Previous studies have shown that Nogo-A/NgR is closely related to AD’s pathogenesis by regulating the metabolism of A$\beta$ and neurodegeneration (Xu et al., 2015). Therefore, Fasudil’s effect on Nogo-A in the brain was explored by immunofluorescence, Western blot and RT-PCR. Immunofluorescence staining revealed that NogoA- expression in the cortex and hippocampus was significantly reduced in the APP + Fa group compared to the untreated APP group (Fig. 5a and 5b). Likewise, the mRNA and protein levels of Nogo-A were also significantly decreased after Fasudil treatment (Fig. 5c).

Fig. 5.

Fasudil inhibits the expression of NogoA. (a) Immunofluorescence image of neurons (NeuN, green) and NogoA (red) in hippocampus area CA1 of mice and quantitative analysis of area (polygon) of NogoA${}^{+}$ NeuN${}^{+}$ cells. (b) Immunofluorescence image of neurons (NeuN, green) and NogoA (red) in the cortex of mice and quantitative analysis of area (polygon) of NogoA${}^{+}$ NeuN${}^{+}$ cells. (c) Detection of NogoA mRNA and protein levels in brains by RT-PCR and Western blot. Quantitative results are mean $\pm$ SEM from three independent experiments. ${}^{*}$P 0.05, ${}^{**}$P 0.01, ${}^{***}$P 0.001.

The expression of the Nogo-A receptor complex, NgR/p75NTR/LINGO-1, was next investigated. Compared with the APP group, the expression of NgR in the cortex and hippocampus was reduced in APP + Fa mice (Fig. 6a and 6b). Similarly, Western blot and quantitative mRNA analysis revealed that the protein and mRNA levels of NgR in the brain were significantly decreased after Fasudil treatment (Fig. 6c). Similar results were found for other components of the Nogo-A receptor complex, including p75NTR and LINGO-1. Furthermore, the protein and mRNA levels of p75NTR and LINGO-1 were significantly increased in APP mice compared with WT mice, but this was rescued by Fasudil treatment (Fig. 6d).

Fig. 6.

Fasudil inhibits the expression of the NgR/p75NTR/LINGO-1 receptor complex. (a) Immunofluorescence image of neurons (NeuN, green) and NgR (red) in hippocampus area CA1 of mice and quantitative analysis of area (polygon) of NgR${}^{+}$ NeuN${}^{+}$ cells. (b) Immunofluorescence image of neuron cells (NeuN, green) and NgR (red) in the cortical area of mice and quantitative analysis of area (polygon) of NgR${}^{+}$ NeuN${}^{+}$ cells. (c) Detection of NgR mRNA and protein level in brains by RT-PCR and Western blot. Quantitative results are mean $\pm$ SEM from three independent experiments. (d) Detection of p75NTR and LINGO-1 mRNA and protein levels RT-PCR and Western blot. Quantitative results are mean $\pm$ SEM from three independent experiments. ${}^{*}$P 0.05, ${}^{**}$P 0.01, ${}^{***}$P 0.001.

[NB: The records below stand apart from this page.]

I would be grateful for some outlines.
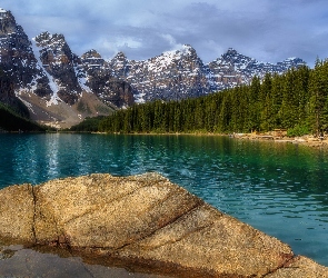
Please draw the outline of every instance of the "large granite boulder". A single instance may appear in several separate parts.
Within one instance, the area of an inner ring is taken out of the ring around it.
[[[179,277],[328,277],[328,268],[157,173],[12,186],[0,203],[1,237],[88,258]]]

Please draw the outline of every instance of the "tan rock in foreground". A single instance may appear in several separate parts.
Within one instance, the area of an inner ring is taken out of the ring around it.
[[[168,179],[91,175],[0,190],[0,236],[186,277],[327,277],[328,268]]]

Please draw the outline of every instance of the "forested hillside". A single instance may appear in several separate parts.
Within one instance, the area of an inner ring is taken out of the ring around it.
[[[291,133],[328,130],[328,61],[317,60],[285,75],[254,78],[201,98],[137,105],[100,121],[106,132],[252,132],[288,129]]]

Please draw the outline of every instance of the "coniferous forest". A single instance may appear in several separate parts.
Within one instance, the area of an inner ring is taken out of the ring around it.
[[[98,123],[102,132],[254,132],[290,136],[328,131],[328,60],[206,97],[135,105]]]

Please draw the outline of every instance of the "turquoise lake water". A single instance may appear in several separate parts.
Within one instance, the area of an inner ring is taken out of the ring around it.
[[[328,150],[227,137],[0,135],[0,188],[157,171],[328,266]]]

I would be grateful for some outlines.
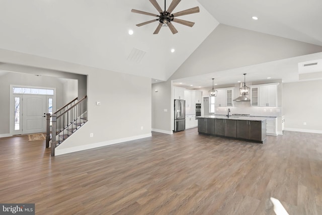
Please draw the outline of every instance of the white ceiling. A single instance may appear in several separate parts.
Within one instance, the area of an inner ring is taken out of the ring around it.
[[[164,1],[157,1],[163,8]],[[168,6],[170,3],[167,1]],[[153,35],[156,23],[135,26],[154,18],[131,9],[157,14],[148,0],[0,0],[0,48],[161,81],[166,81],[219,23],[322,45],[319,0],[182,1],[173,13],[196,6],[200,12],[181,17],[196,24],[192,28],[174,24],[179,31],[175,35],[166,28]],[[258,20],[252,19],[253,16]],[[128,34],[129,29],[133,35]],[[128,60],[133,48],[146,52],[139,63]],[[180,81],[205,87],[212,85],[212,78],[223,84],[242,81],[241,74],[247,73],[249,81],[268,77],[296,81],[299,63],[319,59],[320,53]]]
[[[158,2],[164,7],[163,0]],[[174,24],[175,35],[167,27],[153,35],[157,23],[135,26],[155,17],[131,9],[158,14],[148,0],[0,0],[0,48],[163,81],[219,24],[194,0],[174,10],[199,6],[200,11],[180,17],[196,24]],[[133,48],[146,52],[140,62],[127,60]]]

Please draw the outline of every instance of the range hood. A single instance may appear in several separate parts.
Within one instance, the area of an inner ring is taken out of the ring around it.
[[[236,101],[236,102],[248,102],[251,101],[251,100],[246,97],[244,95],[242,95],[239,97],[236,98],[233,101]]]

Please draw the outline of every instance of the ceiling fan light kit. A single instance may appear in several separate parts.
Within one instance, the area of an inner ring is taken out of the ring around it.
[[[149,21],[144,22],[143,23],[139,23],[136,25],[137,26],[140,27],[144,25],[151,23],[152,22],[158,21],[158,25],[157,25],[156,29],[153,32],[153,34],[157,34],[157,33],[158,33],[160,29],[161,29],[161,27],[168,27],[173,34],[178,33],[178,30],[177,30],[175,26],[174,26],[172,24],[172,22],[186,25],[187,26],[192,27],[195,24],[195,23],[175,18],[175,17],[179,17],[180,16],[188,15],[189,14],[195,14],[196,13],[199,12],[199,7],[196,7],[195,8],[190,8],[190,9],[185,10],[184,11],[180,11],[174,14],[172,14],[173,10],[175,9],[175,8],[176,8],[177,6],[179,4],[181,0],[173,0],[172,2],[171,2],[171,4],[169,6],[169,8],[168,9],[168,10],[166,10],[166,0],[165,0],[165,10],[163,11],[162,11],[161,7],[158,5],[157,2],[156,2],[156,0],[149,0],[149,1],[159,12],[159,13],[160,14],[159,15],[135,9],[132,9],[131,11],[132,13],[136,13],[137,14],[140,14],[145,15],[158,17],[157,19],[150,20]]]

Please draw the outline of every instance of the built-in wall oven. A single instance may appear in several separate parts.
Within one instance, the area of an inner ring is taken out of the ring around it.
[[[201,104],[196,104],[196,116],[201,116]]]

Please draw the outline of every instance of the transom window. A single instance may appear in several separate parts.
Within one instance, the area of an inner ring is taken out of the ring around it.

Previous studies have provided substantial evidence that Fasudil inhibits the ROCK pathway and promotes neuroregeneration and remyelination (Li et al., 2017; Wang et al., 2020). Here, ROCK2 and phospho (p)-ROCK2 protein was quantified in the brain of Fasudil-treated and untreated APP mice. Expression of ROCK2 and p-ROCK2 was found to be significantly reduced after Fasudil treatment. Additionally, the activity of ROCK2, measured as the proportion of p-ROCK2 and total ROCK2, was found to be decreased after Fasudil treatment (Fig. 7).

Fig. 7.

Fasudil inhibits the rhoA/ROCK pathway. Detection of ROCK2 and phospho-ROCK2 by Western blot. Quantitative results of Western blot are expressed as fold changes relative to GAPDH bands and ratio of gray values between p-ROCK and ROCK. Quantitative results are mean $\pm$ SEM from three independent experiments. ${}^{***}$P 0.001.